As many koan do, this one came right from the immediate fact of Ju-ching’s daily life and practice. He had been with his teacher’s community for some time, focused on zazen, when he asked to be the head of the team cleaning the latrines. From that request came the koan, “How will you purify what is pure from the beginning?” Once, in the immediacy of practice life, a monk asked Yun-men, “What is Buddha?” Yun-men said, “Three pounds of flax”.  Another time he was asked this same stock question and again he gave an unstuck response when he said, “Dried shit.” These are only a couple examples of the hundreds of immediate, specific and clear presentations of the great matter right within the worlds of our lives. The koan are not puzzles or riddles but clear and precise presentations of what is always right before our eyes. I imagine some of the responses were tailored exactly for the one who was asking (“dried shit”—to one too finicky and focused on ideas of the Pure Land?) or to the larger community. These responses were not spontaneous, as in anything goes, but teachings exactly in accord with the situation, the life, and the practice of the practitioner(s).

Ju-ching’s teacher, Hsueh-t’ou, said in paraphrase, ‘I will let you clean the latrines when I am sure, and you are sure, what you will actually be cleaning’. Every job we do, each act of our lives, has its roots in clarifying the great matter whether we are aware of that or not. Sometimes it is fine if we are unaware of what we really are doing but sometimes it is best if we put our conscious minds to the specific truth of our endeavor. When you are in the garden weeding, what is your true purpose? When chopping vegetables? When taking out the compost, what is your intention? Each situation is the best place we can find ourselves in to wake up. There is no situation or activity that is wasted or just a detail or just some small thing. When we think like this—just a detail, only a little thing etc—we are implying there are other special, important, greater things and an implication of this type of thinking is that we are special, important and/or somewhat grand ourselves. This is the beauty of Ju-chings request, I think. He says, ‘Please, I would like to be in charge of cleaning the bathrooms and outhouses’. This is a wonderful teaching in itself. Each thing is worth our attention. Each thing is important. How often do you volunteer for the menial, the behind the scenes task?  Many, I notice, volunteer to be leaders at sesshin which is a good thing but how about chopping? Or bathrooms? Or sweeping?
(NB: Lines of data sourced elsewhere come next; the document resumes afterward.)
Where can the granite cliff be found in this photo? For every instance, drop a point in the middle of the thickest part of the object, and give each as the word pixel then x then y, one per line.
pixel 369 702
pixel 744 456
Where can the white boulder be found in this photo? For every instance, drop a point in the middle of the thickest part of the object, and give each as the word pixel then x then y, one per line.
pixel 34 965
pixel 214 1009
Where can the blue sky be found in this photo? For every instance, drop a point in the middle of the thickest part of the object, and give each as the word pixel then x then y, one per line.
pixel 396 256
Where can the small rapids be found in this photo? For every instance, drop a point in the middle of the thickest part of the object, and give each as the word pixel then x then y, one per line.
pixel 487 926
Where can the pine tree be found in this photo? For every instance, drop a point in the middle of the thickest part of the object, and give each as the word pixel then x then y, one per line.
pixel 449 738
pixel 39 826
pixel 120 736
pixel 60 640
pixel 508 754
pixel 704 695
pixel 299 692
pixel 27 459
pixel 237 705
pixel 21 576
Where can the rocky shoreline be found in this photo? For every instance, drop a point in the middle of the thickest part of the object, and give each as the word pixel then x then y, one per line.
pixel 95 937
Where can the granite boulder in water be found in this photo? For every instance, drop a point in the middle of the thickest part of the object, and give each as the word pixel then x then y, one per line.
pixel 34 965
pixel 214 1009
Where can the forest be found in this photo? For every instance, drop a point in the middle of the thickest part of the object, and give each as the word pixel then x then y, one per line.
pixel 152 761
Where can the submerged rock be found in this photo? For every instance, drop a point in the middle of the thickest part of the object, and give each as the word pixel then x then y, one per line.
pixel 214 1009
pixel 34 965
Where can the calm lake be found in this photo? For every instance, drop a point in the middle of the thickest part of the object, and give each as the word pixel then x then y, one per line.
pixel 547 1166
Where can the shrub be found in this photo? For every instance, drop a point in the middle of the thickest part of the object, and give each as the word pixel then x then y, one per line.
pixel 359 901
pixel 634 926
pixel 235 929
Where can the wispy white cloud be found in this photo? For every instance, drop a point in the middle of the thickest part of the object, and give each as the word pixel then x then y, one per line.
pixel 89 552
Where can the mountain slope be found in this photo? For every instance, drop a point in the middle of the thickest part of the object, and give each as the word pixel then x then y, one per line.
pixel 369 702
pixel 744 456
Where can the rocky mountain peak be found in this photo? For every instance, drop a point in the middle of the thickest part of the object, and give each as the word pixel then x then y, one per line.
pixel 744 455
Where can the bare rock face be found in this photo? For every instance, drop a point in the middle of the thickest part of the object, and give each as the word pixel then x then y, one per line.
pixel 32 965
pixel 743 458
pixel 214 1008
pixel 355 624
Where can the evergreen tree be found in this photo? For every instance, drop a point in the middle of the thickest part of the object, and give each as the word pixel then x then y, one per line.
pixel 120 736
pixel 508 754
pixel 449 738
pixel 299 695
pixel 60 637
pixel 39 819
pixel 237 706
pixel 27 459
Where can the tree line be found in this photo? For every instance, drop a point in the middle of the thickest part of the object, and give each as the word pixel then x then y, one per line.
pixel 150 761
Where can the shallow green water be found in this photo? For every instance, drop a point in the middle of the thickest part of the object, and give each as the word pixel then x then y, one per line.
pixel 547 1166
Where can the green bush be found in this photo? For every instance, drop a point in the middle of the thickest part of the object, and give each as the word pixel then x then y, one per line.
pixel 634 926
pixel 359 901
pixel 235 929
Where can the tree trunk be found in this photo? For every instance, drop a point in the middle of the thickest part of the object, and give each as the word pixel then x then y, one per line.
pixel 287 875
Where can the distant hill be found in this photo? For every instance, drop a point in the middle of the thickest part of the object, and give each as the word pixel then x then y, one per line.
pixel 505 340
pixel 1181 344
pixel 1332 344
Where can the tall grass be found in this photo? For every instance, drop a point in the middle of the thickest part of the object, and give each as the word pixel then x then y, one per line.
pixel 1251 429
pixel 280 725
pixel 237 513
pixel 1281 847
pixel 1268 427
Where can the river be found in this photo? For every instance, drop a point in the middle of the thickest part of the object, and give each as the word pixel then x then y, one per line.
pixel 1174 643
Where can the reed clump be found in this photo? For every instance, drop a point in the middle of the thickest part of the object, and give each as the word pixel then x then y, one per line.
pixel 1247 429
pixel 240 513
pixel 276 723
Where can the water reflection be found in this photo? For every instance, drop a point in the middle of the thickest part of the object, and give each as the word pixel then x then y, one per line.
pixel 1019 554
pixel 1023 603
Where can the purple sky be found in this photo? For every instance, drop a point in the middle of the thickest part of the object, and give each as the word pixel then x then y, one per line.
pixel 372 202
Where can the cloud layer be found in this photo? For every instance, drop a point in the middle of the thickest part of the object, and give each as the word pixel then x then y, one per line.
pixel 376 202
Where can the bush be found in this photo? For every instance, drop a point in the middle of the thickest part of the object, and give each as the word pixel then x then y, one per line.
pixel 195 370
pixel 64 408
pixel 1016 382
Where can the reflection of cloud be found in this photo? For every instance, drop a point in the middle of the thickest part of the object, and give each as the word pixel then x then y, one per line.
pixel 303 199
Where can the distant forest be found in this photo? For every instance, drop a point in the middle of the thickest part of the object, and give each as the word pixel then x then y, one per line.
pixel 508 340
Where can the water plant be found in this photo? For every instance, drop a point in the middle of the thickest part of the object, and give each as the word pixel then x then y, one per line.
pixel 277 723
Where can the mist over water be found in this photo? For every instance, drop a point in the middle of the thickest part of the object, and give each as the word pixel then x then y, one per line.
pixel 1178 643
How will you purify that which is pure from the beginning? Purity has nothing to do with sacred and holy, unblemished or tarnished, wholesome or unwholesome. It is your original nature, which is no nature, where nothing is lacking and nothing is in excess. This is the very Mind of the Buddhas past, present and future and they, each one of them, are present in this true nature of yours. You are not separate from them and they not separate form you no matter what direction you walk. The original dwelling is the same for buddhas and beings and it is what we continually move in. We each already posses the pure wisdom of realization, but we need realize that for ourselves. Only you can tell salty and sour by putting the drink to your own lips. Yet, it doesn’t matter if you are quick or slow, dull or bright, female or male. Buddha nature isn’t different for the wise and the not-yet-wise…and so we chant, and chop vegetables, weed the garden and clean the toilets…moment after moment,; lifetime after lifetime…purifying that which is pure before the beginning because that is our nature, that is our practice.

Enjoy and good holidays to you and yours


ps My e-mail had been utterly erratic for over a month now. It sends...sometimes. It receives...rarely. It is, so far, being worked on unsuccessfully. It has been diagnosed with a virus, a bacteria and IBS. I hope before the new year I will be in better shape and in better touch with you. My apologies…

1 comment :

  1. What is it that taints the purity? The disease of mental confusion, centering around the you that seeks something... call it purification from this dis-ease? Circling always inside the mental dream where the me is trying to correct or resolve. There can never be resolve in this realm. Already pure is the innate clarity when identity comes back home.